Pension Survivor Benefit Election — Protect Your Spouse’s Retirement Income
What Is It?
If you have a traditional defined benefit pension, one of the most consequential financial decisions you’ll ever make is choosing your payment option at retirement. ERISA requires private pension plans to offer a Qualified Joint and Survivor Annuity (QJSA) as the default — a lifetime annuity that continues at least 50% of payments to a surviving spouse after the retiree’s death. Most people choose the single life annuity for the higher monthly payment — a decision that can leave a surviving spouse with zero pension income.
Do I Qualify?
- You are about to start a defined benefit pension or are in the election window now
- You are married or otherwise need to think seriously about survivor income for someone else
- Your plan offers multiple annuity or survivor-payment choices
- You understand this decision is often locked in after retirement starts
What ERISA Requires
For married participants, ERISA mandates:
- The default must be a QJSA — at least 50% of the retiree’s payment continues to the surviving spouse for life
- Waiving the QJSA requires written spousal consent — the spouse must sign a notarized waiver witnessed by a plan representative or notary public
- The plan must provide a written explanation of the QJSA, alternatives, and the financial effect of waiving
Many plans offer multiple survivor benefit levels: 50%, 75%, or 100% continuation. A 100% survivor annuity means the spouse receives the same payment after the retiree dies; a 50% survivor annuity pays half.
The Payment Reduction
Survivor benefits are not free. Opting for a 100% joint-and-survivor annuity typically reduces the monthly payment by 10–20% compared to the single life option. For a 50% survivor annuity, the reduction is usually 5–12%. The actuarial reduction reflects the fact that payments will likely last longer.
Example: A retiree at 65 is offered:
- Single life annuity: $3,000/month
- 50% J&S annuity: $2,700/month
- 100% J&S annuity: $2,550/month
If the retiree dies at 80 and the spouse lives to 90, the 100% survivor annuity would have paid the spouse $2,550/month × 120 months = $306,000 that the single life option would not have.
The Pension Maximization Strategy
Some financial advisors advocate “pension maximization” — taking the single life annuity (higher payment) and using part of the difference to buy a life insurance policy on the retiree. If the retiree dies first, the death benefit replaces the lost pension income for the surviving spouse.
This strategy can work but requires caution:
- The retiree must remain insurable throughout retirement
- The life insurance premium must be locked in (not subject to future increases)
- The strategy fails if the retiree’s health deteriorates and the policy lapses
- The surviving spouse must be disciplined about keeping the policy in force
In most cases, the guaranteed survivor annuity is safer than relying on life insurance.
What Most People Don’t Know
- You generally cannot change your election after the first payment is received. This is a one-time, irrevocable decision at retirement. Once you’ve elected the single life annuity and received your first check, your spouse’s protection is gone.

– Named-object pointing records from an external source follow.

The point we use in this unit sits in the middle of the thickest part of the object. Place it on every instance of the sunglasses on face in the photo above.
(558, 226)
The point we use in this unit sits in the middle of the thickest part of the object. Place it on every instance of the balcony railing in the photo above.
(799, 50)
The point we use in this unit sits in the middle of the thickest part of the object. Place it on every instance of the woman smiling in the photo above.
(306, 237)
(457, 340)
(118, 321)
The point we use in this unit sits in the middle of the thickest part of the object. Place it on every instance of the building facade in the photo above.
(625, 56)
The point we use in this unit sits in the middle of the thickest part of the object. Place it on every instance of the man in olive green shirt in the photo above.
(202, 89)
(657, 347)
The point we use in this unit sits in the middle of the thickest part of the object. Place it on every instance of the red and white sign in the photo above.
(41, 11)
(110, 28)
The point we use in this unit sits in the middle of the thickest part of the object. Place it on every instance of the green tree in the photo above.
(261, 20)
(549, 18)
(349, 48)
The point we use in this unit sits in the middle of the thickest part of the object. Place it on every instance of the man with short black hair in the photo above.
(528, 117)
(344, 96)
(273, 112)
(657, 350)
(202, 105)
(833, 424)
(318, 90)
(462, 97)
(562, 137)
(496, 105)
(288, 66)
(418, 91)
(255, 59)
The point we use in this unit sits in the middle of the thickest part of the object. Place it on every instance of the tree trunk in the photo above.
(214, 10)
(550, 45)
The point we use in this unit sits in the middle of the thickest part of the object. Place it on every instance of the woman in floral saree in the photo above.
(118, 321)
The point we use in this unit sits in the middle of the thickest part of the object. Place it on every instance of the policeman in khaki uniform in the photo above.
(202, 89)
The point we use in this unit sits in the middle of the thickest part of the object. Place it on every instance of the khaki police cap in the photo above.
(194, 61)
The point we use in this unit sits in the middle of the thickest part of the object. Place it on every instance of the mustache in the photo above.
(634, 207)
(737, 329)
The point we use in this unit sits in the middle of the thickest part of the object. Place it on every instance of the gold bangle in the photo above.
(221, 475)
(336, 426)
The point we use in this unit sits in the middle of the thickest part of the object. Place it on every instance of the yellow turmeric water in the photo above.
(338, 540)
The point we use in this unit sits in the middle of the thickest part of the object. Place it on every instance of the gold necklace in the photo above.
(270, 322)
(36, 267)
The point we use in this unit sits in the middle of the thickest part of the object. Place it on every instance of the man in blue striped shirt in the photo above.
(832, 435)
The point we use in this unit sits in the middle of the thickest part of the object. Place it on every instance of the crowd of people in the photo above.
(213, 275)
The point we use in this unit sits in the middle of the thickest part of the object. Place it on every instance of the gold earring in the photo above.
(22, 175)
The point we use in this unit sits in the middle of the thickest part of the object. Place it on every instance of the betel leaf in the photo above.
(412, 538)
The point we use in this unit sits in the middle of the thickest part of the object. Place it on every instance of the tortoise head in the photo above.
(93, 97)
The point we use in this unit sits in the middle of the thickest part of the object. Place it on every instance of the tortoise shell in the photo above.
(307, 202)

- Federal pensions (FERS/CSRS) work differently. Federal employees pay for survivor benefits explicitly — 10% of your pension for a full survivor annuity, or a flat fee for a partial survivor annuity. Unlike private plans, you can elect different survivor benefit levels, and the spouse must consent to waiving coverage.
- Divorced spouses may still be entitled to survivor benefits under a Qualified Domestic Relations Order (QDRO) — even if you’ve remarried.
- Health matters. If your spouse is in poor health and unlikely to outlive you significantly, a smaller survivor benefit or single life annuity may be financially rational. Consult a fee-only financial planner who can model both scenarios.
Frequently Asked Questions
Can I elect a survivor benefit for a non-spouse partner?
It depends on the plan. ERISA requires the QJSA default only for legal spouses. Some plans allow designation of non-spouse partners as “other survivor” beneficiaries under a joint-and-contingent annuity, but this is plan-specific — read your Summary Plan Description.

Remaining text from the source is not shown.